Now, let's use a different flood event for each subplot, and group the stats by flood event rather than statistic.

In [None]:
plot_func(all_lcs_sl_el, 0, 'Value', my_order, group_by = 'Flood_Event', chart_type='barplot')

Some observations broken down by case study:

* Cambodia
  * For three of five metrics (accuracy, f1 score, nmcc), HYDRAFloods performed the best in Cambodia
  * For four of five metrics (all except precision), DSWx-S1 perfomred the worst in Cambodia
  * All products show f1 scores around 0.8, suggesting good balance of precision and recall.
  Aside from VFM, all products show a higher precision than recall.
* Chad
  * For four of five metrics (all except precision), HYDRAFloods performed the best in Chad
  * For all metrics, DSWx-S1 performed the worst of the flood products in Chad
  * All products show a higher precision than recall
* Arkansas
  * DSWx-HLS performed the best for four out of five metrics (all except recall) in Arkansas
  * All SAR products show a lower precision than recall.
* Florida
  * DSWx-HLS performed the best on all metrics in Florida
* Pakistan
  * DSWx-HLS has the best accuracy and precision, but 2nd worst recall and f1 score


Observations disaggregated by product
* DSWx-HLS had a higher precision than recall for all five case studies
* DSwx-S1 had a higher precision than recall for two case studies
* HYDRAFloods had a lower precision than recall for three case studies
* HYDROSAR had a lower precision than recall for three case studies
* GFM had a higher precision than recall for three case studies
* MCDWD had a higher precision than recall for all case studies
* VFM had a higher precision than recall for three case studies

# Part 2: Land Cover

Now that we have observed the general trends for the data as a who;e, let's see how the products perform in different land cover regimes.

In [None]:
# Subset the data to get all elevation classes
subset_a = df[df['Elevation_Class'] == 'All']

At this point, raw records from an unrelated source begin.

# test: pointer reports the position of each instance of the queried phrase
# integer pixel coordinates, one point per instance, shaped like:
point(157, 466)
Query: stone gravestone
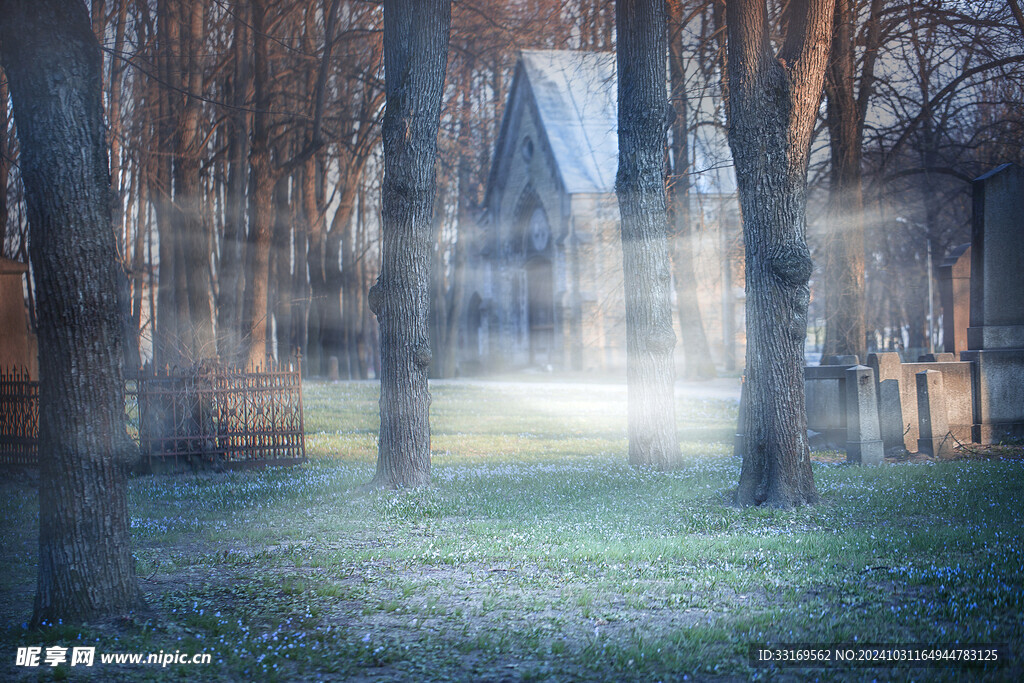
point(995, 338)
point(933, 421)
point(891, 417)
point(954, 292)
point(863, 444)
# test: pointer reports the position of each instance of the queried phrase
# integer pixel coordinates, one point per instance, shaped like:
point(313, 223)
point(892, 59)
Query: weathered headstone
point(846, 360)
point(995, 338)
point(824, 394)
point(891, 417)
point(863, 445)
point(954, 293)
point(933, 424)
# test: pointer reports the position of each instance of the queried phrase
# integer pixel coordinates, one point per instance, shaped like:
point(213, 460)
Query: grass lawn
point(539, 554)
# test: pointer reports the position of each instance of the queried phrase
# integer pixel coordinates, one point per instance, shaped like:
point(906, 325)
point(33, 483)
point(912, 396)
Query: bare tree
point(694, 341)
point(773, 104)
point(53, 63)
point(643, 115)
point(416, 39)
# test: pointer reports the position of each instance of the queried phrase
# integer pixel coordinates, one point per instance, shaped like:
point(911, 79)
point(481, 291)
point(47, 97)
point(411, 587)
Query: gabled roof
point(576, 97)
point(576, 94)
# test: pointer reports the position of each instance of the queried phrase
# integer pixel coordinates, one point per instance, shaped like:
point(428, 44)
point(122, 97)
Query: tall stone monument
point(954, 291)
point(995, 337)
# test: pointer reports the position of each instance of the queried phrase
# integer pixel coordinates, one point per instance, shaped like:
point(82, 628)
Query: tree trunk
point(231, 281)
point(192, 227)
point(263, 177)
point(52, 60)
point(416, 38)
point(281, 269)
point(844, 266)
point(643, 111)
point(695, 349)
point(167, 346)
point(773, 102)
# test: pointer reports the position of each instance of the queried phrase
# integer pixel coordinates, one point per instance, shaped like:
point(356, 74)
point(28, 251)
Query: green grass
point(539, 554)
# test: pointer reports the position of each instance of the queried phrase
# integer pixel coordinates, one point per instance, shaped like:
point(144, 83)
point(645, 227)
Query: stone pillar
point(954, 292)
point(995, 338)
point(933, 422)
point(863, 445)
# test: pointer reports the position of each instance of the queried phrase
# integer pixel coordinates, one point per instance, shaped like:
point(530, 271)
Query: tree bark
point(643, 117)
point(416, 38)
point(773, 102)
point(53, 63)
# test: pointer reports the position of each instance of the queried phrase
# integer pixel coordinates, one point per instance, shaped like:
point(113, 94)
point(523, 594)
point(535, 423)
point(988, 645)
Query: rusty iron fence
point(18, 417)
point(207, 415)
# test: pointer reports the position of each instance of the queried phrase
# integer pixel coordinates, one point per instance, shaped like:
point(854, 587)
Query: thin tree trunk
point(844, 266)
point(695, 349)
point(773, 102)
point(194, 230)
point(167, 346)
point(256, 299)
point(416, 38)
point(53, 63)
point(231, 290)
point(643, 110)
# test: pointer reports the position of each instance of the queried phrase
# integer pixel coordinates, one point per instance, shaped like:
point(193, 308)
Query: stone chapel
point(544, 271)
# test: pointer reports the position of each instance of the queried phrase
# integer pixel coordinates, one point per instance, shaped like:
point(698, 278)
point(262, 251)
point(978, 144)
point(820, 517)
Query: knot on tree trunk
point(422, 355)
point(376, 298)
point(662, 340)
point(792, 263)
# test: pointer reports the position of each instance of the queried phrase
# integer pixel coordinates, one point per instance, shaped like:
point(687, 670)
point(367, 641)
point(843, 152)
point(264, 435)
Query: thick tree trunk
point(844, 266)
point(52, 60)
point(773, 102)
point(695, 349)
point(416, 38)
point(643, 112)
point(194, 230)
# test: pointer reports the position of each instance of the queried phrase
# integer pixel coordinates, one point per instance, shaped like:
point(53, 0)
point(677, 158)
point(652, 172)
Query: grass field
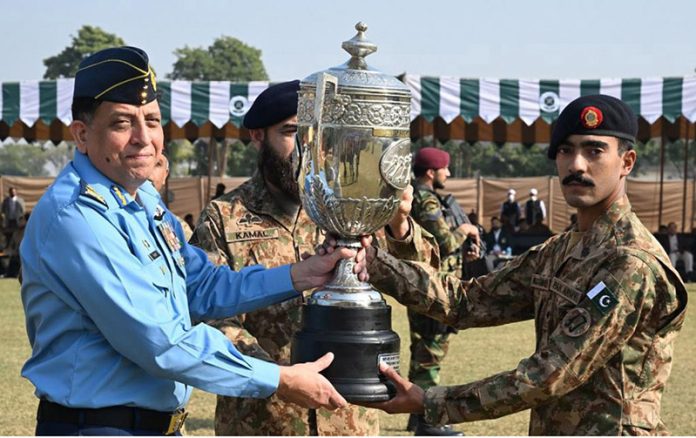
point(474, 354)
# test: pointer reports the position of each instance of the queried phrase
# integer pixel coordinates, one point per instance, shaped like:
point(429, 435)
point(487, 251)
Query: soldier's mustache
point(577, 178)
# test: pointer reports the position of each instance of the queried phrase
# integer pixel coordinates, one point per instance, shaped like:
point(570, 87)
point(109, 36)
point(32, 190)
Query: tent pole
point(209, 193)
point(662, 178)
point(686, 175)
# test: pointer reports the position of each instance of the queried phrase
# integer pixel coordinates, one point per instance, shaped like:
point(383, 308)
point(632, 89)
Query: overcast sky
point(584, 39)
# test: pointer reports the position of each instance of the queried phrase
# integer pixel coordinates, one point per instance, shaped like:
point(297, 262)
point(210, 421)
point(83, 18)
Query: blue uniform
point(110, 290)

# Subset the data from the previous line to get all slope classes
subset_b = subset_a[subset_a['Slope_Class'] == 'All']

# Subset the data from the previous line to get overall accuracy points
subset_lcs = subset_b[subset_b['Statistic'] == 'Overall Accuracy']

# Subset the subset_b data to get only points containing precision
subset_lc_prec = subset_b[subset_b['Statistic']=='Precision']

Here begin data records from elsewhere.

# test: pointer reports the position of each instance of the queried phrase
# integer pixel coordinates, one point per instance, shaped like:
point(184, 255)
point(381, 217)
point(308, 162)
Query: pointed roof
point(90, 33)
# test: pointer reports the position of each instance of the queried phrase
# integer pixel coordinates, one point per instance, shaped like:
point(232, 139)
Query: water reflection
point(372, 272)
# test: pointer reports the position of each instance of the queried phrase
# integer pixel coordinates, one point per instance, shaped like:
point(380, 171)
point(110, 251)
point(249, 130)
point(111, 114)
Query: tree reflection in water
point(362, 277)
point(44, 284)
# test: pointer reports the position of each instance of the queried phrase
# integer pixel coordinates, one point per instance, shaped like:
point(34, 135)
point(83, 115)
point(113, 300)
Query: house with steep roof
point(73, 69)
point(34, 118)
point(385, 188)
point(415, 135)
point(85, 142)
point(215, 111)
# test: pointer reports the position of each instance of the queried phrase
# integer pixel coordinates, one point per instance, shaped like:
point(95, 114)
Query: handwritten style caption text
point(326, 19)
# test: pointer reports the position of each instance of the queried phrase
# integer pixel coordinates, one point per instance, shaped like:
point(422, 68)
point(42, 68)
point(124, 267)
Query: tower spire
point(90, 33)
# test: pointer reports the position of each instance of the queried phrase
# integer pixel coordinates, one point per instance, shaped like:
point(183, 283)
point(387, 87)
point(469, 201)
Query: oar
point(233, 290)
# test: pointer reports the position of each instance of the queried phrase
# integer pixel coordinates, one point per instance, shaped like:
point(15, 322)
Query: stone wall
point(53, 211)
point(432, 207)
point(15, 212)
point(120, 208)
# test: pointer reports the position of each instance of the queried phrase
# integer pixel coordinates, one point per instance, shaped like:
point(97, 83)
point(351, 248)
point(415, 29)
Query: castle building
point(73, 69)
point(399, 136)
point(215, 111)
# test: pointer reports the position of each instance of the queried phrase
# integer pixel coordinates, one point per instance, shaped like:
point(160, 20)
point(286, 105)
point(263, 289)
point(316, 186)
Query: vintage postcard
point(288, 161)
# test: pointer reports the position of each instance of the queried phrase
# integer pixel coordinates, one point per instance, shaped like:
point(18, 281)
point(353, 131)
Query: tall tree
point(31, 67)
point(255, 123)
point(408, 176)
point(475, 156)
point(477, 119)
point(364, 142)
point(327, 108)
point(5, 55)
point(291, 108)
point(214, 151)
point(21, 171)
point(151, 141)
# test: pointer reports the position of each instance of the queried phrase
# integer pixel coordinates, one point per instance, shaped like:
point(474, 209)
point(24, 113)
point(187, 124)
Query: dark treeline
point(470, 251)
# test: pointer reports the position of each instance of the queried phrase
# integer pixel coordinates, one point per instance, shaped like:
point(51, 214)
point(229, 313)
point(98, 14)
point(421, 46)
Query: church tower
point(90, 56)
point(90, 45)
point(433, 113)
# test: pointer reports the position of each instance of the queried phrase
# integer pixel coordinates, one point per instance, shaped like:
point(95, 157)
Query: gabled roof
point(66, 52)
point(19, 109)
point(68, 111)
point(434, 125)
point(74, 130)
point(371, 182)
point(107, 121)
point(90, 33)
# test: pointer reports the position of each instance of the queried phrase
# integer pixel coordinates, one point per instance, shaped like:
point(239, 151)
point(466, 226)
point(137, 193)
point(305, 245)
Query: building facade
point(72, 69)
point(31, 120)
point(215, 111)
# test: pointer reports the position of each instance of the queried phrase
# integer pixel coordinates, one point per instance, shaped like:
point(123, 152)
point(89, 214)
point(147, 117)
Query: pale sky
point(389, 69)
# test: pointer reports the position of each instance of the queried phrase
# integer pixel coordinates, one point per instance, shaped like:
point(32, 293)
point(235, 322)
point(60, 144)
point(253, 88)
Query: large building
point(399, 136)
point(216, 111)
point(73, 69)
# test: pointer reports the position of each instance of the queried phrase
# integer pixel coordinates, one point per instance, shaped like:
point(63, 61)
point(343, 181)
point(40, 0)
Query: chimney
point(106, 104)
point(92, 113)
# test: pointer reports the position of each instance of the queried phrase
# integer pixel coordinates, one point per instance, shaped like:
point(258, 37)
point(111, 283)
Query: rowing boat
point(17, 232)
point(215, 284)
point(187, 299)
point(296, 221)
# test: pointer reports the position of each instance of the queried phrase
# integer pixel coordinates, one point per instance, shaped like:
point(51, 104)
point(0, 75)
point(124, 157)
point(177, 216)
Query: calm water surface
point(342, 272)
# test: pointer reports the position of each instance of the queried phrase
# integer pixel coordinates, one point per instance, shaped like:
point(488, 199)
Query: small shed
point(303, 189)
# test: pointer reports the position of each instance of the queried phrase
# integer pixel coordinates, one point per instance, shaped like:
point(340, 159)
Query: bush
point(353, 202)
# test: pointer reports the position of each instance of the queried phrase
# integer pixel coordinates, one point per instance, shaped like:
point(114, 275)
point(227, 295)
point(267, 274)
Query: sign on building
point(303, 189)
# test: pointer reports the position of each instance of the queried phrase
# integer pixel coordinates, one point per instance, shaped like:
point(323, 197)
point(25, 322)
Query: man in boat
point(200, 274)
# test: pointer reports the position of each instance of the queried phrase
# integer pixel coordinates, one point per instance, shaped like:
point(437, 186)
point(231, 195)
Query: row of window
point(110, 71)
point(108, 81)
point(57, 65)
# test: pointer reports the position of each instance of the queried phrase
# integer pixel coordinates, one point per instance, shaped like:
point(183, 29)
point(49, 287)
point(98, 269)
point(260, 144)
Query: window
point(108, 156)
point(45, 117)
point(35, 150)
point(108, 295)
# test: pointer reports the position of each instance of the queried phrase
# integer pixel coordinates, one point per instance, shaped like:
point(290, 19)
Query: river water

# Subset the subset_b data to get only points containing recall
subset_lc_rec = subset_b[subset_b['Statistic']=='Recall']

## Part 2 Step 1: Overall Accuracy

Let's look at how the accuracy for different products changes depending on the land cover type.

In [None]:
plot_func(subset_lcs, 0.5, 'Accuracy', my_order, group_by = 'Land_Cover', chart_type='barplot')

Observations

* DSWx-HLS has the highest accuracy for cropland for all case studies

## Part 2 Step 2: Precision

$ Precision = \frac{TP}{TP + FN}$. It is also known as the User's Accuracy for water. It tells us how many times a point that was identified as water by the reference dataset was mapped as water by each product.

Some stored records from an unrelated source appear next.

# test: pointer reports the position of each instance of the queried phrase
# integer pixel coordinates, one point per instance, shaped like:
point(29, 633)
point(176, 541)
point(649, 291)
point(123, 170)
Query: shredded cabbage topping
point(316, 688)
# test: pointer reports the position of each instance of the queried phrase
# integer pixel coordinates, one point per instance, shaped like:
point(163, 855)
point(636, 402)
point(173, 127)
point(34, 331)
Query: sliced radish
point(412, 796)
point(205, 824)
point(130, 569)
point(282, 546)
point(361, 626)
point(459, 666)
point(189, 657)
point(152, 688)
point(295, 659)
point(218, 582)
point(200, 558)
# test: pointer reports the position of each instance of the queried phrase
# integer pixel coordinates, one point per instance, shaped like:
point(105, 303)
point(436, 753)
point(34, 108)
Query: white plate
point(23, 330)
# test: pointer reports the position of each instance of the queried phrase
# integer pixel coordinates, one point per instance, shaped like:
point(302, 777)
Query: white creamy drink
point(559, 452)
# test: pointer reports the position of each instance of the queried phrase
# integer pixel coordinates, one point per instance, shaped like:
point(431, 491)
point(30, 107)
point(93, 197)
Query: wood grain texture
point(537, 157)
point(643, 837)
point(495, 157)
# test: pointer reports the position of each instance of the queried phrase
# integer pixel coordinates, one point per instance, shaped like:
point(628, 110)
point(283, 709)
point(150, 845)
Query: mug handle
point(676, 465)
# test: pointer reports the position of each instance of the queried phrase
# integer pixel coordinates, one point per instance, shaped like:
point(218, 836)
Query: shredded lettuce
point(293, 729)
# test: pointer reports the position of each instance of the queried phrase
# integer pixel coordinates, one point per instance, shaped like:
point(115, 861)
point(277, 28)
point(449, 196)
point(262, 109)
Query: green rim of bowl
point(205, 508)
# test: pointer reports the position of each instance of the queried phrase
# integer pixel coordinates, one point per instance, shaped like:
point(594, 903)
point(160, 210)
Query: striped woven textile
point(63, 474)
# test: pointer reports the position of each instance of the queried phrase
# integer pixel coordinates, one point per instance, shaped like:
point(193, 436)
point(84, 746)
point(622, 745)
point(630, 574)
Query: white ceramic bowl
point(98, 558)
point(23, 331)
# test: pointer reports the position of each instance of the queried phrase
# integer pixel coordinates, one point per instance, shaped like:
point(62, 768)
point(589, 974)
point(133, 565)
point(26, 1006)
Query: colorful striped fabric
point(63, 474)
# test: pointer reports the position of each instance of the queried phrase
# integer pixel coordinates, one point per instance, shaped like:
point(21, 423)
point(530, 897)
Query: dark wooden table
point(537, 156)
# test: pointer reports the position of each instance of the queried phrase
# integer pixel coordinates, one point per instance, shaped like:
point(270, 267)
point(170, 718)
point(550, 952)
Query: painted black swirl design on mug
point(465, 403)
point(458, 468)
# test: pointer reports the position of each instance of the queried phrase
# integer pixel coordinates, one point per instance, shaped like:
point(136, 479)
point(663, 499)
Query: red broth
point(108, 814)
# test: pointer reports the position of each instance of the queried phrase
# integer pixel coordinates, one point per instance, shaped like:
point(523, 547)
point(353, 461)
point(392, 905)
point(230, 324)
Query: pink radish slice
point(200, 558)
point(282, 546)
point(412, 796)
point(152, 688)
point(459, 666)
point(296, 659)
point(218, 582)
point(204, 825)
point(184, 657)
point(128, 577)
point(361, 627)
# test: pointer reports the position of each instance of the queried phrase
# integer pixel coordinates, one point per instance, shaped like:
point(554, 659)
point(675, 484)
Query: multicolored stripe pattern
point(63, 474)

Let's look at how the precision changes for each product in different land cover types.

In [None]:
plot_func(subset_lc_prec, 0, 'Precision', my_order, group_by = 'Land_Cover', chart_type='barplot')

* For one of the case studies (Arkansas), the optical products vastly outperform the SAR products in terms of precision for cropland
* For one of the case studies (Arkansas), the optical products vastly outperform the SAR products in terms of precision for Bare
  * For an additional case study (Pakistan), two fo the three optical products vastly outperform the SAR products in terms of precision for bare

## Part 2 Step 3: Recall

$ Recall = \frac{TP}{TP + FN} $. Recall is also known as the Producer's Accuracy for the Water Class. A higher recall means a lower false negative rate.

Let's look at how the recall changes for different products depending on the land cover type.

In [None]:
plot_func(subset_lc_rec, 0, 'Recall', my_order, group_by = 'Land_Cover', chart_type='barplot')

* Arkansas and Pakistan: SAR products show higher recall than optical products over cropland

# Part 3: Slope

In [None]:
subset_alpha = df[df['Elevation_Class'] == 'All']
subset_beta = subset_alpha[subset_alpha['Land_Cover'] == 'All']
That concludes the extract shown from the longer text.